Tânia Rêgo/Agência Brasil

Demanda interna resiliente impulsiona economia brasileira, enquanto agropecuária tem desempenho mais moderado

O crescimento do PIB no primeiro trimestre de 2026 revela recuperação da indústria e do varejo, enquanto agropecuária apresenta ritmo mais lento.

O crescimento do PIB no primeiro trimestre de 2026, que registrou expansão de 1,1% em relação ao trimestre anterior, revela a força da demanda interna na economia brasileira. Essa trajetória, comentada por economistas como Rodolfo Margato, da XP, mostra um avanço menos dependente do agronegócio e mais sustentado pela recuperação da indústria e do varejo, além da continuidade do crescimento em serviços.

Análise detalhada dos setores que impulsionam o crescimento do PIB

O crescimento do PIB no primeiro trimestre de 2026 foi marcado pela dinâmica positiva na indústria, que avançou 1,6% na comparação anual, e no setor de serviços, que cresceu 2,1%, embora já demonstrando sinais de desaceleração. A agropecuária teve um desempenho moderado, com crescimento de apenas 0,7%, reflexo da base alta de comparação do ano anterior, quando houve uma supersafra.

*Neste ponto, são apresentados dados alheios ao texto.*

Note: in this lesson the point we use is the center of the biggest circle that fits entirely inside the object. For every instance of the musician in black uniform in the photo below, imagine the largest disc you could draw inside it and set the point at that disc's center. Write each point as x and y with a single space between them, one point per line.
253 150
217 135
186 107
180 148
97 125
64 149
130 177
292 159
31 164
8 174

Segundo Leonardo Costa, economista do Asa, a produção recorde de soja, 4,8% acima do esperado, foi o principal destaque do campo, enquanto culturas como milho e arroz sofreram retrações de 2,5% e 10,6%, respectivamente. Na indústria, a extração mineral, especialmente de petróleo e gás, teve crescimento significativo de 3,6%, impulsionando o setor extrativo.

Impacto do varejo e serviços na economia doméstica

O varejo tem sido fundamental para sustentar a demanda interna, com o consumo das famílias crescendo 1,0% no trimestre. Esse movimento está associado a fatores como mercado de trabalho resiliente, reajuste real do salário mínimo, transferências sociais e ampliação da faixa de isenção do Imposto de Renda para rendimentos até R$ 5 mil, conforme destaca Rodolfo Margato.

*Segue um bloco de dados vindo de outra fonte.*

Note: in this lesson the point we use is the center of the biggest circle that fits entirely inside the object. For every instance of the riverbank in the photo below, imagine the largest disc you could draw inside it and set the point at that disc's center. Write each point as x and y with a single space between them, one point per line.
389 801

O setor de serviços, que representa cerca de 70% do PIB, teve expansão de 0,5%. Áreas como informação e comunicação aceleraram 2,4%, enquanto transportes e logística recuaram 0,7%, impactados pelos custos elevados de combustíveis e tensões geopolíticas, especialmente no Oriente Médio, que podem agravar o cenário nos próximos meses.

Investimentos e desafios estruturais para o crescimento sustentável

A Formação Bruta de Capital Fixo (FBCF), indicador-chave de investimentos, surpreendeu positivamente com crescimento de 3,5% na comparação trimestral, revertendo a queda anterior. Contudo, na perspectiva anual, houve retração de 1,4%, refletindo menor produção de bens de capital. A taxa de investimento caiu de 17,6% para 16,5%, sinalizando desafios para a sustentabilidade do crescimento futuro, conforme alerta Leonardo Costa.

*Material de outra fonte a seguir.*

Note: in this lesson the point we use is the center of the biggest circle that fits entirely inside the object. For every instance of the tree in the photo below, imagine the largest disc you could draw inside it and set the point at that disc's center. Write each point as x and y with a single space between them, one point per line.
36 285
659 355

Perspectivas para o segundo semestre e implicações para a política monetária

Apesar do cenário positivo no começo do ano, analistas como Pablo Spyer, conselheiro da Ancord, e Carlos Lopes, economista do banco BV, destacam preocupações para o segundo semestre devido a fatores como juros elevados, inflação persistente, instabilidades eleitorais e incertezas externas, que podem desacelerar a atividade econômica.

A expectativa é de crescimento gradual, com projeções de mercado entre 1,7% e 2,0% para 2026. O Banco Central, segundo Mariana Rodrigues, da SulAmérica Investimentos, deverá revisar suas estimativas para o hiato do produto, considerando o viés altista da demanda interna, o que poderá influenciar a condução da política monetária pelo Comitê de Política Monetária (Copom).

Esse cenário evidencia que o crescimento do PIB no primeiro trimestre de 2026 é um reflexo de múltiplos fatores setoriais e institucionais, com a indústria e o varejo se destacando enquanto o agronegócio mantém ritmo mais moderado, preparando o terreno para os desafios e oportunidades econômicas que se avizinham no restante do ano.